The terms “product” and “platform” are two of those words that have meaning beyond the dictionary. These concepts can and should shape how students think about reporting at all levels—starting today.
What’s interesting? Both concepts rely on the same philosophy of media fragmentation. Our audiences are in different places at different times and want different things from our storytelling. So, we need to think strategically about where we deliver our reporting (product), as well as how we package our stories (platform).
What does this mean? The earlier journalism students learn how to think about content delivery to a specific audience with technology and the business side in mind, the better—that’s product. At the same time, when the products are decided, students need to process what specific tools will best tell each part of the story, without replication between those parts—that’s a multiplatform philosophy.
This is hard.
There seem to be limitless options (or perhaps very few, depending on your program). But, I encourage you to extend the brainstorming or invention portion of your news or pitch meetings in this way.
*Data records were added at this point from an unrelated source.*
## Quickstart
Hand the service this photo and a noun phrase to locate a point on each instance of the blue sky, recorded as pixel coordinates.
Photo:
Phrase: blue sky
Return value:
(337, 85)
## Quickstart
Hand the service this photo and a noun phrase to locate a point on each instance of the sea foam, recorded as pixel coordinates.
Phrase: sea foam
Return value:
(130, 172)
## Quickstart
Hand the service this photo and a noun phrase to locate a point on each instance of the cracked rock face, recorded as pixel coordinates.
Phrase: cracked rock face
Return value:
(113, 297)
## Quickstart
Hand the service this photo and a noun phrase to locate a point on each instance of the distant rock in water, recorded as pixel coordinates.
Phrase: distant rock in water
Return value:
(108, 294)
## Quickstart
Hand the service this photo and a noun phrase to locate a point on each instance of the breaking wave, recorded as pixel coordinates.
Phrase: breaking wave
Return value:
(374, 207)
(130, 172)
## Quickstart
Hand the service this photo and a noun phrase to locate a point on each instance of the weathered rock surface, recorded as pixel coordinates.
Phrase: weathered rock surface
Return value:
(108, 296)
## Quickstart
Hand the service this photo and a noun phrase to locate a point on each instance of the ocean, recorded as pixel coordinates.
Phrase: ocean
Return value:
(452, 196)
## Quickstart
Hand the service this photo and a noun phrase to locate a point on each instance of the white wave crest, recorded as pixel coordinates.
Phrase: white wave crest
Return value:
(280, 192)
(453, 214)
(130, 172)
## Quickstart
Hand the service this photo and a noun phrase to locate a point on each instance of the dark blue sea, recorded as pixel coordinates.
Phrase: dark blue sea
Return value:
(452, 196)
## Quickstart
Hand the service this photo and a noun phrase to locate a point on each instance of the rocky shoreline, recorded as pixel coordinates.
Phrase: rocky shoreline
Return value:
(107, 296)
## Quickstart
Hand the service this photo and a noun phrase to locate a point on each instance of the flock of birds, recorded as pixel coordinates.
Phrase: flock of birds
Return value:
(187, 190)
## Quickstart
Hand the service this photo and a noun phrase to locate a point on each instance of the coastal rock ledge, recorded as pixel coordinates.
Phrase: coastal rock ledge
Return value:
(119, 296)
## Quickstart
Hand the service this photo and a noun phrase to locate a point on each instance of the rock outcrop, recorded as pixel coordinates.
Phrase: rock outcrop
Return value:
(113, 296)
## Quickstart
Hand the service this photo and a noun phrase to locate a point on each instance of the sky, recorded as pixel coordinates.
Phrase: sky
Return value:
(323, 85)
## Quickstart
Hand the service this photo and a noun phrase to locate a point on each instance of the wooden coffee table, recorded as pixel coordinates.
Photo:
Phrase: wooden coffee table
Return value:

Even if you don’t have access to all of the products or platforms you would like, how can you help your students think through what’s possible and what’s best?
- Would this information best be delivered with an email newsletter product with mostly photo and video platform content inside?
- Would this breaking news reach more of our audience quickly as a Vox-style social video on Instagram or Facebook rather than a traditional newspaper piece or web article?
- Would our audience be more engaged in the community if they received push alerts from an app product that provided infographics and long-form deep dives into the controversial topics that matter to them?
The journalists in our Grady College, University of Georgia newsroom that I am most impressed by most are those who can deftly think through what product(s) can best deliver newsworthy information to our audience with multiple platforms that help complete the narrative. These are the journalists that are desired for job opportunities and innovative enough to transform the newsrooms they end up working within.
And, “product” and “platform” can start being part of your newsroom discussions today.